Kansas Corn STEM

Kansas Corn Receives National Award for STEM Education Program

The Kansas Corn STEM education program that has reached thousands of Kansas students and teachers received national recognition at the Commodity Classic Friday in Orlando. The Kansas Corn Commission received the National Corn Growers Association’s (NCGA) Reaching for Excellence award at the NCGA Banquet. Kansas Corn STEM offers corn-based curriculum, training and lab materials for K-12 teachers. The award, sponsored by FMC, is presented to one state corn organization each year.

Kansas Corn STEM encompasses all of Kansas Corn’s STEM-based education programs. The Seed to STEM program for middle and high school science educators, the inquiry-based education program for elementary teachers and the program for Certified Agriculture Science Educators (CASE) form the Kansas Corn STEM program. The program offers science lessons and materials to help K-12 educators teach science using the topics of corn, biotechnology and ethanol.

“Our programs offer training and science curriculum for Kansas teachers. But we go a step farther by providing the materials those teachers need to carry out the lessons in their classrooms,” Kansas Corn Director of Education Sharon Thielen, PhD said. “Our program has evolved under the leadership of our teacher advisory board, Inquiry Teacher Ambassadors and Seed to STEM lead teachers. Kansas Corn STEM is truly led by Kansas educators, and much of the credit for the success of this program goes to the educators who help shape it.”

Kansas Corn Commission Chairman Dennis McNinch was involved in the creation of the program in 2016. McNinch and commissioner Terry Vinduska, Marion, accepted the award on behalf of the Commission along with Kansas Corn staff.

“Science plays a big part in corn farming, and we wanted a program that helped Kansas students understand the science behind corn,” McNinch said. “We are growing an understanding of corn and agriculture in our Kansas schools, and we are supporting science education in our schools by providing the lessons and the materials. That’s what makes this program so rewarding.”
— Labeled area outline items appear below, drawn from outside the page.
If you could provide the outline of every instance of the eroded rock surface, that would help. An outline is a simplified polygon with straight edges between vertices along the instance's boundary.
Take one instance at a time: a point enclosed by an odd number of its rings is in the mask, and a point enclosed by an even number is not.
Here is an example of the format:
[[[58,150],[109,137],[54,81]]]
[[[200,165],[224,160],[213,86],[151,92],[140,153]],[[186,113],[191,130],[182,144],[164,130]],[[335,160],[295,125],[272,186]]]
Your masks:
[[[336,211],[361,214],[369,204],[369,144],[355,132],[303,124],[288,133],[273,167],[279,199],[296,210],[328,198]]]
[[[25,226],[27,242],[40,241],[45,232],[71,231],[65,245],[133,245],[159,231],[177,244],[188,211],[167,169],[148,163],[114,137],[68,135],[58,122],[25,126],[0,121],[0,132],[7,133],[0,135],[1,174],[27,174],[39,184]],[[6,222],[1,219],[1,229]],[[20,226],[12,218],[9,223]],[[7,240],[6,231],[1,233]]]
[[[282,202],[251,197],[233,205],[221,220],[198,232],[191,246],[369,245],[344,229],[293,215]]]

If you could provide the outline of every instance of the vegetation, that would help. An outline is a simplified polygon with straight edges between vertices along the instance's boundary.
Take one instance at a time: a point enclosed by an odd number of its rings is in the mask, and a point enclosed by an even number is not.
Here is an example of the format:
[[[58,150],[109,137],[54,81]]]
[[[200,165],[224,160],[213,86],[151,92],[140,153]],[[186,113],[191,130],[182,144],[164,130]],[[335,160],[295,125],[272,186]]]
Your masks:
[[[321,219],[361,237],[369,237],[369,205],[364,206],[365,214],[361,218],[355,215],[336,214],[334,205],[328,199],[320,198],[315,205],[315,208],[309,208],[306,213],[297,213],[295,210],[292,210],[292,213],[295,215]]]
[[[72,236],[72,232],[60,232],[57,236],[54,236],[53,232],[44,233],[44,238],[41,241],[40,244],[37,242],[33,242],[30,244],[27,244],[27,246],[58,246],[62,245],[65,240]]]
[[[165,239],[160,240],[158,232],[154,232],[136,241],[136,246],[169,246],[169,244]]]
Kansas Corn CEO Greg Krissek said the Kansas Corn STEM program has grown significantly over the past three years under Thielen’s leadership.

“We started envisioning this program at the 2016 Commodity Classic, working with our friends at Ohio Corn and education consultants, EP&P, who had already implemented a program similar to our Seed to STEM program,” Krissek said. “As the program entered its second year, we added Dr. Thielen to our staff. Her vision to dramatically expand the program and her efforts to have it led by Kansas teachers have brought it to a new level.”

Thielen pointed to several numbers that prove the success of the program. In the last school year, Kansas Corn STEM’s curriculum, training and materials reached over 20,000 Kansas students and teachers. In the current school year, the program has already more than doubled its reach in Kansas schools.

“One of the numbers I am most proud of is that 87 percent of our education budget is spent on teachers and students,” Thielen said. “Teachers love the fact that we are supporting STEM Education in a positive way and giving them the resources that directly benefit their students.”

Behind the scenes, Kansas Corn staff has created a distribution process to meet the growing teacher demand for the Kansas Corn STEM curriculum and materials.

“A growing number of teachers are learning about our programs. Our Garnett office serves as the clearinghouse for teacher requests, and Education Programs Manager Erin Rios has become a logistics expert ordering and receiving shipments of lab materials and delivering them to teachers across the state. Erin truly is a driving force that has allowed this program to grow at the speed that it has,” Thielen said. “We have excellent partners, especially in our state’s ethanol industry, working with Renew Kansas. Their support has made it possible for us to provide distillation equipment to high school science teachers, allowing students to learn about the distillation process and actually create fuel from corn. Classrooms are also able to tour ethanol plants in their areas.”

Many people have helped make the program a success. The commission contracts with Seed to STEM lead teachers, inquiry ambassadors, agriculture education science trainers, curriculum writers, designers and education experts to help meet educational standards like the Next Generation Science Standards. The program also has an Educational Outreach Coordinator who visits schools across the state to give presentations to classes.

Kansas Corn STEM lessons are available at the organization’s kscorn.com website. Kansas teachers can also request the classroom materials that are needed to teach the lessons by filling out a form online.

Kansas Corn encompasses the Kansas Corn Commission and Kansas Corn Growers Association in a mission to promote corn and corn products, and its main office is located in Manhattan. Kansas Corn’s website can be found at kscorn.com.